Comparing the new expression with the first formula given above we see that A = 2x and B = 3y. Hence substituting these values into the formula:

(2x)^3 + (3y)^3 = [(2x) + (3y)][(2x)^2 - (2x)(3y) + (3y)^2]

= (2x+ 3y)(4x^2- 6y + 9y^2)

**Example 2** Factor (2a-1)^3- a^3.

**Solution:** Comparing the given expression with the second formula given above, we see that A = 2a- 1 and B = a. Hence, substituting these values into the formula:

(2a-1)^3- a^3=[(2a-1)-a][(2a-1)^2+(2a-1)a+a^2

= (a -1)(7a^2 -5a+1).

### The Factor Theorem

One of the most useful methods of factoring depends on the following theorem.

The Factor Theorem

If any polynomial in x becomes equal to 0 when a is written

for x, then the polynomial is exactly divisible by x — a.
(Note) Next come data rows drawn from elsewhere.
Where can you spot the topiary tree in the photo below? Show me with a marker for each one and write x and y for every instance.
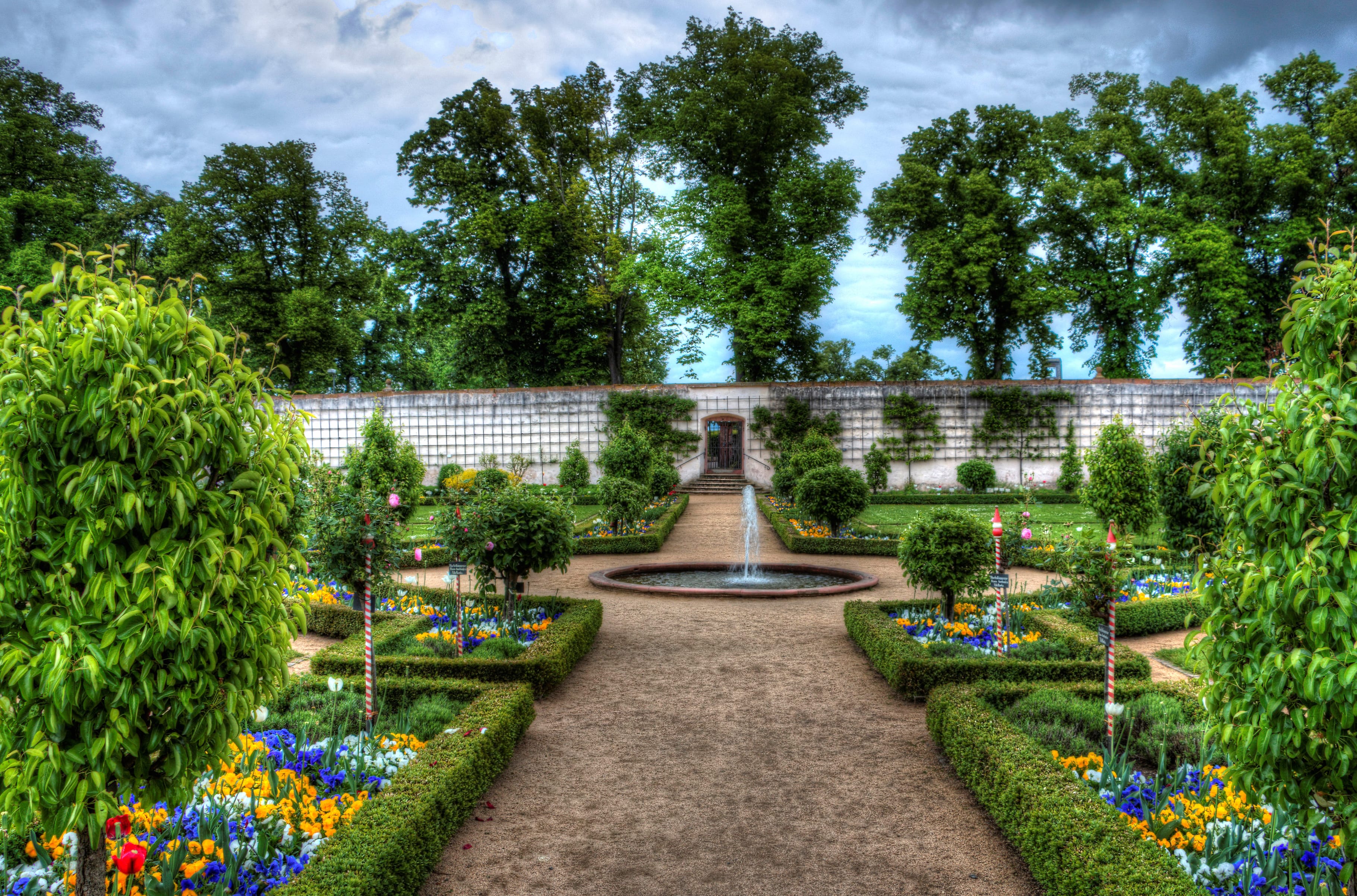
(146, 478)
(1120, 488)
(386, 463)
(629, 457)
(1279, 657)
(664, 480)
(832, 495)
(1071, 463)
(622, 500)
(509, 534)
(976, 476)
(338, 545)
(950, 552)
(574, 469)
(1192, 522)
(809, 454)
**Note.** A **polynomial** in x is an expression of the form ax^n +bx^(n-1) + ... px + q, in which the coefficients are constants and n is a positive integer.

**Proof:** Let P stand for the polynomial. Divide P by x- a until the remainder no longer contains x. Let R denote this remainder, and Q the quotient obtained. Then

P/(x-a)=Q+R/(x-a)

or, P= Q(x-a)+R

Since this equation is true for all values of z, we will assume that x equals a. By hypothesis, the substitution of a for x makes P equal to 0: thus

0=Q*0+R.

Hence R= 0.

Since the remainder is zero, the given polynomial is exactly divisible by x-a.

The following examples illustrate the application of this theorem.

**Example 1** Factor x^3-x-6.

**Solution:** By trial we find that this expression reduces to 0 when 2 is substituted for x. Hence, by the Factor Theorem x-2 is a factor. Dividing the given expression by x-2, we obtain the quotient x^2+2x+3. Thus, in factored form we have

x^3-x-6=(x-2)(x^2+2x+3).

**Note.** In seeking values which will make the given polynomial equal to zero, observe that we test only those numerical values which divide evenly into the constant term of the polynomial. This is true only if the highest power of x in the polynomial has a coefficient equal to +-1 and the other coefficients are integers. We shall restrict ourselves to such polynomials. Thus, in Example 1, we would have tried the values +-1, +-2, +-3, and +-6. If none of these make the polynomial equal to zero, then we may conclude that the polynomial can not be factored by means of the Factor Theorem,

**Example 2** Factor x^4+5x- 6.

**Solution:** The only numbers which divide evenly into the constant term are +-1, +-2, +-3, +-6, and since (+1)^4+5(+1) -6 equals zero we know that x-1 is a factor. Hence, dividing x^4+5x- 6 by x-1,

x^4+5x- 6=(x-1)(x^3+x^2+x+6).

For the new factor, x^3+x^2+x+6, we again seek a zero; and we find that x =-2 makes the expression zero. Thus x - (-2) or x + 2 is a factor, and again by division we find the other factor to be x^2-x+3. Thus far then,

x^4+5x- 6= (x-1)(x+2)(x^2-x+3).

Having reduced the remaining factor to a trinomial, we attempt to factor it as a trinomial, and since it cannot be factored, we conclude that the original expression can be factored no further.